Table of Contents

  1. Understanding ClickHouse Disk Usage
  2. Emergency Recovery
  3. Preventive Strategies
  4. Monitoring & Maintenance
  5. Best Practices

Understanding ClickHouse Disk Usage

System Tables That Consume Space

System TableTypical Growth RatePurpose
trace_logVery High (10GB+/week)Query profiling, stack traces
text_logHigh (8GB+/week)Server logs stored in DB
metric_logModerate (3GB+/week)System metrics
query_logModerate-HighQuery history
asynchronous_metric_logModerateAsync metrics
query_thread_logModerateThread-level query info
part_logLowMerge/partition operations

Where ClickHouse Stores Data

/var/lib/clickhouse/
├── data/                    # Table data
   ├── system/              # System tables
   └── {databases}/         # User databases
├── tmp/                     # Temporary files (merges, sorts)
├── metadata/                # Table metadata
├── preprocessed_configs/    # Processed configs
├── store/                   # Modern storage format
└── access/                  # Access control

Emergency Recovery

1. Immediate Action: Filesystem-Level Cleanup

When disk is 100% full and ClickHouse won’t respond:

# Check disk usage
df -h
du -sh /var/lib/clickhouse/* --exclude=store 2>/dev/null
 
# Find largest offenders
sudo find /var/lib/clickhouse/data/system -type d -name "*" -exec du -sh {} \; 2>/dev/null | sort -hr | head -20
 
# Emergency cleanup (direct deletion while ClickHouse is running)
sudo rm -rf /var/lib/clickhouse/data/system/trace_log/*/
sudo rm -rf /var/lib/clickhouse/data/system/text_log/*/
sudo rm -rf /var/lib/clickhouse/data/system/metric_log/*/
sudo rm -rf /var/lib/clickhouse/data/system/asynchronous_metric_log/*/
sudo rm -rf /var/lib/clickhouse/data/system/latency_log/*/
 
# Clear temporary files
sudo rm -rf /var/lib/clickhouse/tmp/*
sudo rm -rf /var/lib/clickhouse/preprocessed_configs/*

2. Verify Space Freed

df -h
sudo clickhouse-client --query "SELECT free_space FROM system.disks"

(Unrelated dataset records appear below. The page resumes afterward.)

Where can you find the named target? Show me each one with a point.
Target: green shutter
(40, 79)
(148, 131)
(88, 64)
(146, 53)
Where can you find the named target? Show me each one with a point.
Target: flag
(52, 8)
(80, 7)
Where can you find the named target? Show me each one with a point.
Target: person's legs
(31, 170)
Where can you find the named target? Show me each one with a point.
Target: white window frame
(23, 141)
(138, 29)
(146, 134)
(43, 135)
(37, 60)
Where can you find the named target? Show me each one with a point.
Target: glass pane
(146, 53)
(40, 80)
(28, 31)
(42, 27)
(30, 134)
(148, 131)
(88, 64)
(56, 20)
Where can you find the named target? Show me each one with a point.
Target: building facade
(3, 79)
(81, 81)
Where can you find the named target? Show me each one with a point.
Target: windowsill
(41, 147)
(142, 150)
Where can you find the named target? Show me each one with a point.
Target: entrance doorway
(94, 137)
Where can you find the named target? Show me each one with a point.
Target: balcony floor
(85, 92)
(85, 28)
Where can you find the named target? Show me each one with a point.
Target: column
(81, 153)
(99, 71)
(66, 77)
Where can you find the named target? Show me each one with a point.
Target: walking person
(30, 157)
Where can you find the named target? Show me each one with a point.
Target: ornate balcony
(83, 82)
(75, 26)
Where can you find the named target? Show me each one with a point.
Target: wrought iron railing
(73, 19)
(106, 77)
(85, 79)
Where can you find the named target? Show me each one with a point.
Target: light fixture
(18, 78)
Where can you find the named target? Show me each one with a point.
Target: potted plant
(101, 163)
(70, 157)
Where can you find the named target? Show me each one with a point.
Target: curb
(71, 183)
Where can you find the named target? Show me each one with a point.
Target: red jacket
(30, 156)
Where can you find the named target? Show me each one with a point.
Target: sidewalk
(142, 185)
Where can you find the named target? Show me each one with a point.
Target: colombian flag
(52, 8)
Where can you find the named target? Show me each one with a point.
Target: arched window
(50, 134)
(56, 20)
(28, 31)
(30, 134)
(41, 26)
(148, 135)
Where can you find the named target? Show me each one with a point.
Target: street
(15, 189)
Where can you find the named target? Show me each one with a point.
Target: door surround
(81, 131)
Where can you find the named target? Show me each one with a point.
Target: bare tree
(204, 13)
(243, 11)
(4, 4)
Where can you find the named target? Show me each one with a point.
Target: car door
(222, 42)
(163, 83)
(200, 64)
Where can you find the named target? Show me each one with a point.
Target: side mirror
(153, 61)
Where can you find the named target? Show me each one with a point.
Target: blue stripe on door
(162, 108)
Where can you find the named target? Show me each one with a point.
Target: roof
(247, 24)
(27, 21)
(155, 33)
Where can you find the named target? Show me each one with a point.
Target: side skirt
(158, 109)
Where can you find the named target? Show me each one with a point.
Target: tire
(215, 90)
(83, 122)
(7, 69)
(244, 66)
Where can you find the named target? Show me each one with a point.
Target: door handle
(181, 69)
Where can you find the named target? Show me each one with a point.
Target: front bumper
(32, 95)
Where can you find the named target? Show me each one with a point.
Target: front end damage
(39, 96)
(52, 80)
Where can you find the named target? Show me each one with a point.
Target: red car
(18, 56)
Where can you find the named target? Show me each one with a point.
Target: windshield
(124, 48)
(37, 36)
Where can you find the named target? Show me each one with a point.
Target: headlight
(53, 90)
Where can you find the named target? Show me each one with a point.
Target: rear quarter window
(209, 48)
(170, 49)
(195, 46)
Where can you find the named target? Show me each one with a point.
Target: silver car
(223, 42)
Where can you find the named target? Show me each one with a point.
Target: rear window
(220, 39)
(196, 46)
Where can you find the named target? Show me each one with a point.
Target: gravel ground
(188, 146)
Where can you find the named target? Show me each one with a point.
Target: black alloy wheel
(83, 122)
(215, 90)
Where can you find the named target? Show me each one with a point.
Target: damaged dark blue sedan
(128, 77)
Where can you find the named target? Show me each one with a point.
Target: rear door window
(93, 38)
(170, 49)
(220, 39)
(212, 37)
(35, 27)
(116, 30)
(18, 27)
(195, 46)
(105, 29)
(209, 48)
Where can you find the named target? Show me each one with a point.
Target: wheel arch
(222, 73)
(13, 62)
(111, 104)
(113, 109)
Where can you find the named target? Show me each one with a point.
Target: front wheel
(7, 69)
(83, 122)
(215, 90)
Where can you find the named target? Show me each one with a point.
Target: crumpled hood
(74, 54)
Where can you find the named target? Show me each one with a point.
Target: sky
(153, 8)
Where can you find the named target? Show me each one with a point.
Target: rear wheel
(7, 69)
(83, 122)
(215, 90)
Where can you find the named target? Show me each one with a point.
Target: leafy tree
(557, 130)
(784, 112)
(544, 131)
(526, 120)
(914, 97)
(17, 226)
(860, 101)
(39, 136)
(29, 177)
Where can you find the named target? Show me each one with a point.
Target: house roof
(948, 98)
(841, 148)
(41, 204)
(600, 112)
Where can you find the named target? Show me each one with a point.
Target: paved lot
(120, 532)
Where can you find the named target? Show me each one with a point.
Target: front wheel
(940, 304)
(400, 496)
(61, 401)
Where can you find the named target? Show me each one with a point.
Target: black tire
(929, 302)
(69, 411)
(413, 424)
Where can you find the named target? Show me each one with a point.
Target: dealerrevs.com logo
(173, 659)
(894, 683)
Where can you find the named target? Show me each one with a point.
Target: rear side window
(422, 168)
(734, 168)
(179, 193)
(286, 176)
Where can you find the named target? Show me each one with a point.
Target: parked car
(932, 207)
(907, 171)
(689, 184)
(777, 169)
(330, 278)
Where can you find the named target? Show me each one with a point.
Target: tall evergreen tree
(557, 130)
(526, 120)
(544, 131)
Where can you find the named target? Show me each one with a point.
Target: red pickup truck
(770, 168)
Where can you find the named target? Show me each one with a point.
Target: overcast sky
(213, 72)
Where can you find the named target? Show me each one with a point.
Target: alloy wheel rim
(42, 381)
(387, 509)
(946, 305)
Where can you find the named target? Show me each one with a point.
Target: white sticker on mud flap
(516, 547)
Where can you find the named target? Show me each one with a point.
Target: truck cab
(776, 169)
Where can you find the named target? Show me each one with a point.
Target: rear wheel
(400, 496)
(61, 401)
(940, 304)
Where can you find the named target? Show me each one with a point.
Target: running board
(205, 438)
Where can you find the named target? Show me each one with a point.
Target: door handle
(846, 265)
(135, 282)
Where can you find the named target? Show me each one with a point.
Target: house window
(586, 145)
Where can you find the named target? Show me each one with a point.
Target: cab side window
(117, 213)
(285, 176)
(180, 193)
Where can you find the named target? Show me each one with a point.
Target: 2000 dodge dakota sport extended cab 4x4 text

3. Recover ClickHouse Operation

-- Reload configuration
SYSTEM RELOAD CONFIG;
 
-- Check system tables size
SELECT 
    database,
    table,
    formatReadableSize(sum(bytes_on_disk)) AS size,
    count() AS parts
FROM system.parts 
WHERE active = 1 AND database = 'system'
GROUP BY database, table 
ORDER BY sum(bytes_on_disk) DESC;

Preventive Strategies

1. Table-Level TTL Configuration

Apply TTL to system tables:

-- Query log (keep 30 days)
ALTER TABLE system.query_log 
    MODIFY TTL event_date + INTERVAL 30 DAY DELETE;
 
-- Trace log (keep 7 days, usually enough for debugging)
ALTER TABLE system.trace_log 
    MODIFY TTL event_date + INTERVAL 7 DAY DELETE;
 
-- Text log (keep 7 days)
ALTER TABLE system.text_log 
    MODIFY TTL event_date + INTERVAL 7 DAY DELETE;
 
-- Metric logs (keep 15 days)
ALTER TABLE system.metric_log 
    MODIFY TTL event_date + INTERVAL 15 DAY DELETE;
 
ALTER TABLE system.asynchronous_metric_log 
    MODIFY TTL event_date + INTERVAL 15 DAY DELETE;

2. Disable Unnecessary Logs

Create /etc/clickhouse-server/config.d/log_optimization.xml:

<clickhouse>
    <!-- Disable high-volume logs not needed -->
    <trace_log remove="1"/>
    <latency_log remove="1"/>
    <processors_profile_log remove="1"/>
    <query_metric_log remove="1"/>
    
    <!-- Keep essential logs with reduced settings -->
    <text_log>
        <level>warning</level>
        <ttl>event_date + INTERVAL 7 DAY DELETE</ttl>
        <partition_by>toYYYYMM(event_date)</partition_by>
    </text_log>
 
    <metric_log>
        <collect_interval_milliseconds>60000</collect_interval_milliseconds>
        <ttl>event_date + INTERVAL 15 DAY DELETE</ttl>
        <partition_by>toYYYYMM(event_date)</partition_by>
    </metric_log>
 
    <query_log>
        <ttl>event_date + INTERVAL 30 DAY DELETE</ttl>
        <partition_by>toYYYYMM(event_date)</partition_by>
        <flush_interval_milliseconds>7500</flush_interval_milliseconds>
    </query_log>
 
    <!-- Reduce server log verbosity -->
    <logger>
        <level>warning</level>
        <size>500M</size>
        <count>3</count>
    </logger>
</clickhouse>

3. Compression Optimization

Enable better compression for system tables:

-- Recompress system tables with better compression
ALTER TABLE system.query_log MODIFY SETTING compression = 'lz4hc(9)';
ALTER TABLE system.trace_log MODIFY SETTING compression = 'zstd(3)';
ALTER TABLE system.metric_log MODIFY SETTING compression = 'lz4hc(5)';

4. Partition Strategy

Implement smart partitioning:

-- For user tables, partition by date
CREATE TABLE my_table (
    event_date Date,
    ...
) ENGINE = MergeTree()
PARTITION BY toYYYYMM(event_date)  -- Monthly partitions
ORDER BY (event_date, ...)
TTL event_date + INTERVAL 90 DAY DELETE;  -- Auto-delete after 90 days

Monitoring & Maintenance

1. Disk Usage Monitoring Script

Create /usr/local/bin/clickhouse-disk-check.sh:

#!/bin/bash
 
THRESHOLD=80  # Alert at 80% usage
CLICKHOUSE_DATA="/var/lib/clickhouse"
 
# Check disk usage
USAGE=$(df -h $CLICKHOUSE_DATA | awk 'NR==2 {print $5}' | sed 's/%//')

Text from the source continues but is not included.